Дэнуц закрыл книгу, склонился мокрым лицом над обложкой и долго и крепко целовал то, что приносило ему одновременно и радость и печаль.
Душа Дэнуца была островом, который покинул Робинзон Крузо, захватив с собой только шапку, зонтик и попугая.
…Первый класс… второй… третий… четвертый… пятый… шестой… седьмой… восьмой; и остальные классы…
И Дэнуц один у океана — школьных парт…
На чердаке было только то, что когда-то было. На чердаке был остров Робинзона Крузо. За чердаком начинались школьные парты…
«Когда я покидал этот остров»… Дэнуц положил книгу в ящик со сломанными игрушками и прочитанными книгами, кликнул Али и спустился с чердака… Но котомка Ивана, невообразимо широко распахнутая, поглотила и чердак, и остров, и этот миг — с нитями паутины, слезами, пылью, ароматом персиков, веселыми картинками…
Вот почему плечи Дэнуца были низко опущены.
Он спускался по лестнице, чтобы с чердака со старым хламом выйти в осенний сад.
* * *Второпях не найдя своих галош, Ольгуца надела галоши брата. Они ей были велики. С большим трудом шла она по скользкой грязи.
Когда тебя подгоняет страх и ты не можешь бежать, дорога превращается в сущий кошмар, который давит тебе на грудь и от которого болезненно сжимается сердце.
Закутанная в резиновый плащ с капюшоном, Ольгуца еле-еле продвигалась вперед. Кончиками пальцев ног она удерживала галоши, чтобы не потерять их… проваливалась в лужи… изо всех сил напрягала икры ног, чтобы выдернуть их из грязи.

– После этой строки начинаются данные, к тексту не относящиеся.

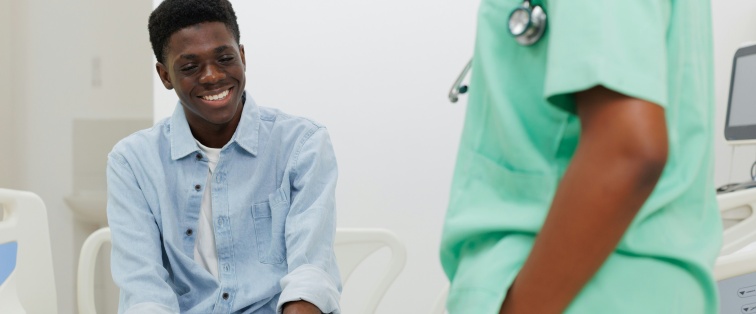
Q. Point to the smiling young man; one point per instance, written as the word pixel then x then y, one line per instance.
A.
pixel 225 207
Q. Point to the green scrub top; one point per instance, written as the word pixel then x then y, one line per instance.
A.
pixel 521 132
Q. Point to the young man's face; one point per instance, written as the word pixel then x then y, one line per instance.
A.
pixel 205 66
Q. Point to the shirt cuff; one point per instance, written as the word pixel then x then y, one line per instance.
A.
pixel 312 284
pixel 149 308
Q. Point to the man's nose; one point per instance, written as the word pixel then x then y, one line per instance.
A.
pixel 211 75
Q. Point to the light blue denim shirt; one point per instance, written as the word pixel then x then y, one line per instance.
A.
pixel 273 214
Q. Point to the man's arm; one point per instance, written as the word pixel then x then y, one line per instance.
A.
pixel 621 155
pixel 136 253
pixel 310 229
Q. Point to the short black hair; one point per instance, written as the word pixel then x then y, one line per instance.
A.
pixel 173 15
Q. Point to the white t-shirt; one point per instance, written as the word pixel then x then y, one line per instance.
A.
pixel 204 243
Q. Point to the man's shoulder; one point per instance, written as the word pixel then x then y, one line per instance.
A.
pixel 279 122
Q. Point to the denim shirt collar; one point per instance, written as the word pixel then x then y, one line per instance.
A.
pixel 246 134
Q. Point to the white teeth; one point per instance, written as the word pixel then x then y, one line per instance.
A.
pixel 216 97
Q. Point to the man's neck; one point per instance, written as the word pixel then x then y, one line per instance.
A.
pixel 215 135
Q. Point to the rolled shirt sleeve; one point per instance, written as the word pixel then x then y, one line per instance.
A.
pixel 136 262
pixel 310 226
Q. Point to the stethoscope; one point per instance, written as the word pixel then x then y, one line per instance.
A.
pixel 527 24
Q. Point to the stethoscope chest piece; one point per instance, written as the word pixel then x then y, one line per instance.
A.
pixel 527 23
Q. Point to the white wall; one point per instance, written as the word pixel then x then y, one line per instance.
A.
pixel 7 157
pixel 376 73
pixel 49 75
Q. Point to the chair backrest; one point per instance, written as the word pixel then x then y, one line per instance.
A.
pixel 24 221
pixel 85 276
pixel 737 209
pixel 352 246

Можно было подумать, что она толкает железный мяч каменными ногами в морской глуби, запруженной медузами.
Дед Георге молился, стоя на коленях перед иконами.

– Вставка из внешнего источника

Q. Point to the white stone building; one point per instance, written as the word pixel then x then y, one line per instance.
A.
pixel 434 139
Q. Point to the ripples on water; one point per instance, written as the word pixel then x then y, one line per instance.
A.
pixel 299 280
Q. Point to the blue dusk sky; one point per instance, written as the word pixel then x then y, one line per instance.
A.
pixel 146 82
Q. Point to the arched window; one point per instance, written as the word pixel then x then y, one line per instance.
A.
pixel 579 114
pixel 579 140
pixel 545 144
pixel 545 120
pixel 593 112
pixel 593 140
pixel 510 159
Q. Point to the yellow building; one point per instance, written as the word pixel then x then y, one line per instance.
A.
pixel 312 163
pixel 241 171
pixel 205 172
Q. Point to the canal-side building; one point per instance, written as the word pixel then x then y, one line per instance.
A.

Вокруг старого человека, который творит молитву, — тишина, словно отзвук далекого хора.
В комнате сильно пахло базиликом. Огонек в красном стаканчике лампады румянил темные лики икон, — так восход зари окрашивает розовым цветом темные стволы деревьев.
Время от времени дед Георге разводил сложенные в молитве ладони, прижимая их к груди, которую сотрясал кашель.
Господь всегда внимал его молитвам, и дед Георге надеялся, что так будет и впредь.
Было вполне естественно, что он кашляет: ведь он был стар.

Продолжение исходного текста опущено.